Run by Page and Brin, Alphabet will become the parent entity of several companies, the largest of which will be Google. Other organizations housed under the Alphabet umbrella will be smart-home business Nest and Calico, a biotech firm focused on longevity. Under the new structure, Sundar Pichai, former senior vice president in charge of products, will become Google's new CEO. With the reorganization, Google will be focused on Internet projects such as search, maps, applications like Gmail and acquisitions like YouTube. The financial divisions of Google, Google Ventures and Google Capital, will shift under Alphabet's control, as will incubator projects like Google X that develops delivery drones and self driving cars.
Google has always proven itself to be ahead of the pack among other Silicon Valley giants, and the creation of Alphabet is further proof of that.

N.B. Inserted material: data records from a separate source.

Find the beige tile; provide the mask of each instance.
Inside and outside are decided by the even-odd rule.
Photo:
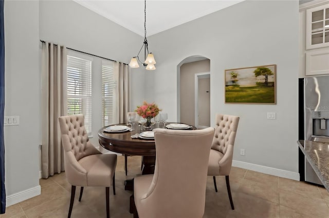
[[[305,196],[291,190],[280,189],[280,205],[289,207],[303,214],[316,216],[328,216],[329,208],[323,199]]]
[[[275,176],[268,175],[254,171],[248,170],[246,173],[244,179],[259,183],[266,184],[274,187],[279,187],[278,177]]]
[[[49,177],[49,178],[55,182],[58,182],[61,180],[66,180],[66,176],[65,175],[65,172],[62,172],[60,173],[55,173],[52,177]]]
[[[69,195],[66,195],[61,198],[57,198],[50,201],[41,203],[35,206],[25,210],[27,216],[30,217],[46,217],[43,214],[49,214],[54,211],[63,210],[65,212],[62,214],[61,217],[67,216],[69,205]],[[64,215],[66,214],[66,216]]]
[[[242,182],[239,192],[279,204],[279,187],[272,183],[259,183],[245,179]]]
[[[249,216],[246,214],[240,213],[239,212],[236,212],[235,210],[231,210],[229,211],[227,216],[225,217],[226,218],[254,218],[255,217],[255,216]],[[212,217],[214,217],[214,216],[212,216]]]
[[[231,210],[231,206],[227,193],[215,192],[214,190],[206,191],[203,218],[225,217],[229,210]]]
[[[56,182],[63,188],[70,192],[70,193],[71,193],[71,187],[72,186],[68,183],[66,179],[65,180],[59,180]]]
[[[141,173],[140,156],[128,157],[128,176],[124,173],[124,158],[118,156],[116,190],[110,190],[112,218],[132,218],[129,198],[133,192],[124,190],[124,180]],[[235,210],[231,209],[225,177],[216,177],[218,192],[212,177],[208,177],[203,218],[323,218],[329,217],[329,194],[321,187],[294,180],[232,167],[230,184]],[[276,184],[279,184],[278,186]],[[71,185],[65,172],[40,180],[41,194],[8,207],[1,218],[59,218],[67,216]],[[72,212],[74,217],[104,217],[106,215],[104,187],[85,187],[78,201],[77,187]],[[279,200],[278,194],[279,194]],[[280,202],[280,205],[278,204]]]
[[[1,218],[9,218],[23,212],[23,210],[20,205],[16,204],[6,208],[6,213],[0,215],[0,216],[1,216]]]
[[[46,185],[48,185],[51,184],[53,184],[54,182],[51,179],[48,178],[48,179],[40,179],[39,180],[39,184],[42,187]]]
[[[316,216],[314,214],[309,213],[301,213],[293,209],[285,207],[283,205],[280,206],[280,218],[320,218],[321,217]],[[323,217],[321,218],[323,218]]]
[[[67,191],[56,183],[47,185],[45,188],[41,188],[41,194],[20,203],[22,208],[24,211],[27,210],[45,202],[69,194]]]
[[[297,192],[307,197],[322,199],[317,186],[305,182],[279,178],[279,187],[280,189]]]
[[[319,189],[319,191],[321,193],[322,199],[324,199],[327,202],[329,202],[329,192],[328,192],[327,189],[320,186],[318,186],[318,189]]]
[[[250,217],[279,217],[280,206],[259,198],[237,192],[233,194],[235,211]]]
[[[3,217],[3,215],[4,214],[1,214],[0,217]],[[27,216],[26,216],[26,215],[24,212],[21,212],[12,216],[10,216],[10,218],[27,218]]]

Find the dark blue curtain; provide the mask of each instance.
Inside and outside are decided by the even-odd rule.
[[[4,3],[0,0],[0,214],[6,211],[5,190],[5,142],[4,116],[5,112],[5,34]]]

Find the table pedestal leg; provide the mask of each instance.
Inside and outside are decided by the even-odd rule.
[[[153,174],[155,167],[155,156],[143,156],[142,175]]]

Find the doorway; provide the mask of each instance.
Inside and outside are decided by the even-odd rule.
[[[207,121],[203,121],[205,120],[204,115],[208,116],[209,121],[210,119],[210,82],[202,82],[207,80],[210,81],[210,60],[204,57],[198,56],[196,58],[196,59],[195,56],[187,58],[177,66],[177,121],[202,127],[201,126],[210,126],[210,123],[208,125]],[[198,97],[197,92],[197,94],[195,93],[196,75],[198,78],[197,85],[200,85],[201,90],[205,90],[202,94],[208,94],[209,96],[209,100],[207,103],[203,102],[205,99],[204,97]],[[199,79],[202,84],[199,84]],[[204,83],[209,85],[207,88],[204,88]],[[200,89],[199,87],[198,90]],[[207,90],[206,91],[206,89]],[[207,91],[209,92],[207,93]],[[196,108],[195,102],[200,101],[200,106]],[[207,110],[207,112],[203,112],[204,110]],[[196,116],[200,117],[200,115],[202,115],[202,121],[198,118],[196,119]]]
[[[195,126],[210,126],[210,72],[195,74],[194,108]]]

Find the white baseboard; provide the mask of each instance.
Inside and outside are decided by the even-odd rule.
[[[283,178],[299,181],[300,176],[298,172],[234,160],[232,163],[232,166]]]
[[[9,207],[40,194],[41,194],[41,186],[38,185],[33,188],[11,194],[6,198],[6,207]]]

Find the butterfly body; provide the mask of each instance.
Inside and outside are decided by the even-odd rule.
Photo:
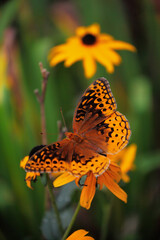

As large technology companies like Amazon and Facebook continue to branch out from their original objectives, it is becoming increasingly difficult for them to control the growing sprawl.
Take Amazon, for example. What started as a online bookseller has become one of the most diversified companies on the Web, known internally as the "Everything Store." CEO Jeff Bezos has branched out in numerous directions, offering not only commercial goods but cloud computing solutions, delivery services, streaming media and even creating original content. But even with so many ventures, the majority of them successful, Amazon has yet to turn a profit because each of its new business ideas requires capital to keep the engine turning. While this may be the price of doing business, it can scare investors away if they don't believe they'll ever see significant returns.
Financial stability and technological innovation
By creating Alphabet, Page and Brin have made a move to avoid speculation and distrust of their companies' financial situations. Structuring Alphabet like a holding company provides investors with more financial transparency, helping to ease fears that Google was becoming distracted by outside business ventures and losing focus of its founding principles. In the final quarter of 2015, Alphabet will make financial results for Google Inc. available, as well as those for the company overall. Investors won't be able to see results from the other companies individually, but it will offer them a general sense of how Google's core business is fairing.
"Alphabet's portfolio-like approach allows Google itself to stay innovative."
The portfolio-like approach to managing the pair's menagerie of business ventures allows Google itself to stay innovative. Under the new structure, Google is able to provide operating divisions with greater leeway in making decisions and keep the various business operations more agile.
"We've long believed that over time companies tend to get comfortable doing the same thing, just making incremental changes," Page wrote in his blog post. "But in the technology industry, where revolutionary ideas drive the next big growth areas, you need to be a bit uncomfortable to stay relevant."
Complacency and comfort can be disastrous in the technology world, leading to the downfall, or at least downsizing, of many giant companies past. IBM had massive success creating mainframes, but it lost the opportunity to maintain dominance in the PC market to more agile companies like Microsoft. While Microsoft was in the smartphone game before Apple, it missed out on cornering the market because it was focused on its money-making machines Windows and Office. All companies have to concern themselves with making money and keeping the lights on, but it can't distract them from innovating and staying current, especially in the tech space. With Alphabet, Google's founders are trying to kill two birds with one stone, but only time will tell if it will be a successful hunt.